Fulton County epitomizes rural Pennsylvania.
The county is filled with small towns, charming backroads, farm fields and mountains that frame the whole scene. It’s a perfect spot for a country drive.
And that’s just what the folks in Fulton County hope you will do.
Fulton County has stitched together the Frontier Barn Quilt Trail, with 130 painted quilt patterns posted on barns and businesses across the county. It’s a way to explore Pennsylvania’s “best kept secret,” said Mike Crampton, a volunteer with the Fulton County Historical Society, which sponsors the trail.
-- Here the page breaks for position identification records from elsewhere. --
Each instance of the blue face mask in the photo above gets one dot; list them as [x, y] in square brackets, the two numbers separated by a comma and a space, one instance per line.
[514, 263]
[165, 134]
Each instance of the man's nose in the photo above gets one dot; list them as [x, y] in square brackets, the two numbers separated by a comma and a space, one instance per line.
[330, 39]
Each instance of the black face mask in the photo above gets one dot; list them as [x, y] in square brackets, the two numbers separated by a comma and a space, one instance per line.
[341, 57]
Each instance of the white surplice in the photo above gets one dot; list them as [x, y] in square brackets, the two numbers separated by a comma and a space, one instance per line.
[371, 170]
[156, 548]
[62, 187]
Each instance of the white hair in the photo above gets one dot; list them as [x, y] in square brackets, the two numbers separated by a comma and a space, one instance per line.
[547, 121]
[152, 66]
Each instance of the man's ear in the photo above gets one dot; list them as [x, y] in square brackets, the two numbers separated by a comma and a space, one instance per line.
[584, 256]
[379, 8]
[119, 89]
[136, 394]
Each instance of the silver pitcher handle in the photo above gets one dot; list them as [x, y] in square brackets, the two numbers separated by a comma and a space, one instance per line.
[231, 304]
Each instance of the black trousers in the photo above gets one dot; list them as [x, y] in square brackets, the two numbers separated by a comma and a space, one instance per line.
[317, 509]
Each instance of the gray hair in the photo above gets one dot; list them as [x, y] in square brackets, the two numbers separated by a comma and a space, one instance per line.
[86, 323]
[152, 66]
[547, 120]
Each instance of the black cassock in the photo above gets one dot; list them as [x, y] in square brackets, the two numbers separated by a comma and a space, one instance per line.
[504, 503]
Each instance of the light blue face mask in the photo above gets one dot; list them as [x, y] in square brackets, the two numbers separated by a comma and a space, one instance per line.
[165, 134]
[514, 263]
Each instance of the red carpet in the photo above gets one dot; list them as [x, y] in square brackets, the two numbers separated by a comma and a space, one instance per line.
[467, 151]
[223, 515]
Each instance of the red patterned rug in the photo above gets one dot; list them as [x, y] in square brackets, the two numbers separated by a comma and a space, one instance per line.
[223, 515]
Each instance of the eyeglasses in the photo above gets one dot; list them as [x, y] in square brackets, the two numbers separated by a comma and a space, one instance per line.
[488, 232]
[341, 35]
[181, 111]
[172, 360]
Crampton and others in Fulton County started the project in 2014 after reading about similar efforts in Ohio. Volunteers reached out to farmers and businesses to see if they would be interested in having a quilt square on their buildings.
Families participating in the program can pick out quilt squares—perhaps an old family pattern—or work with the historical society to choose the appropriate one. The squares are then designed, painted, and placed on buildings.
Quilt squares have to be placed in an area that is visible from the road. Visitors are encouraged to safely pull off the road to view or take pictures of the squares.
Deb Palmer, whose family owns a dairy farm in the county, has two quilt squares on buildings they own. One depicts butter churning—they are dairy farmers after all—while the other is a cross pattern with the letter “P” in the middle.
“This is a great project. It has really taken off and people have an interest in it,” Palmer said. “They are interesting to drive around and look at.”
Palmer appreciates the way they look on buildings and barns across the county.
“I think the older looking the building, the better the quilts look,” she said.
Fulton County—a long and narrow county along the Maryland border—has put together several different driving suggestions for people to visit the quilt squares. Seeing each one would be a several-day endeavor, Crampton said.
But all the driving through the county would give visitors a fantastic introduction to what Fulton County has to offer.
“It’s a large agriculture area, with beautiful rolling, scenic hills,” Crampton said. “We call it Pennsylvania’s best kept secret.”